Abstract

Using prefecture-level panel data and social media data, this study investigates how industrial agglomeration, environmental regulations, and technology affect the pollutant intensity and spillover channels of pollutant emissions by integrating social and economic networks into a Spatial Durbin Model. The results show that industrial agglomeration, environmental regulations, and technological inputs facilitate the emissions intensity abatement.
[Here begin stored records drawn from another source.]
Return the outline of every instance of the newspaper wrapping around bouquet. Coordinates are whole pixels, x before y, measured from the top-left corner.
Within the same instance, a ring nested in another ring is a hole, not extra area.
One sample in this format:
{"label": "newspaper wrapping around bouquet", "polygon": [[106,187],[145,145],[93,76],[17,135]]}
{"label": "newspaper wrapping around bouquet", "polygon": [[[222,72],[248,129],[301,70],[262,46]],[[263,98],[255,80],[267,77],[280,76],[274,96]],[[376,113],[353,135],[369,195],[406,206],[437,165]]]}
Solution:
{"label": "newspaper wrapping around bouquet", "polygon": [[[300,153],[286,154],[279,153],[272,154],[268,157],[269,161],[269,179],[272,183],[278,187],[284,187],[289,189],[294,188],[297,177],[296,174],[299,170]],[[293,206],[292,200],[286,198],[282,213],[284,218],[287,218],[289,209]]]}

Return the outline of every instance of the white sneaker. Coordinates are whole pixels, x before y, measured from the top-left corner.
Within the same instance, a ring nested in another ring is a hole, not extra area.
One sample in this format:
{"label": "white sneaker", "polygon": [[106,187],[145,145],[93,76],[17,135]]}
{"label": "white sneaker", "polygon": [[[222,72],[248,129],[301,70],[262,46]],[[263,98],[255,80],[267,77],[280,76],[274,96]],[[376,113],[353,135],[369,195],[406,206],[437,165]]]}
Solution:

The outcomes also confirm that these factors affect the intensity of pollutant emissions in neighboring regions through social, economic, and spatial networks. Agglomeration has a negative spillover effect on the intensity of pollutant emissions in surrounding cities via social and spatial networks, while environmental regulations affect pollutant emissions intensity in related cities through social networks. Technology can effectively lower pollutant emissions through economic networks. These findings highlight the network linkages and spillover channels affecting the intensity of pollutant emissions.

Highlights

  • Given the rapid urbanization and economic development in China, environmental issues have attracted increasing attention [1,2]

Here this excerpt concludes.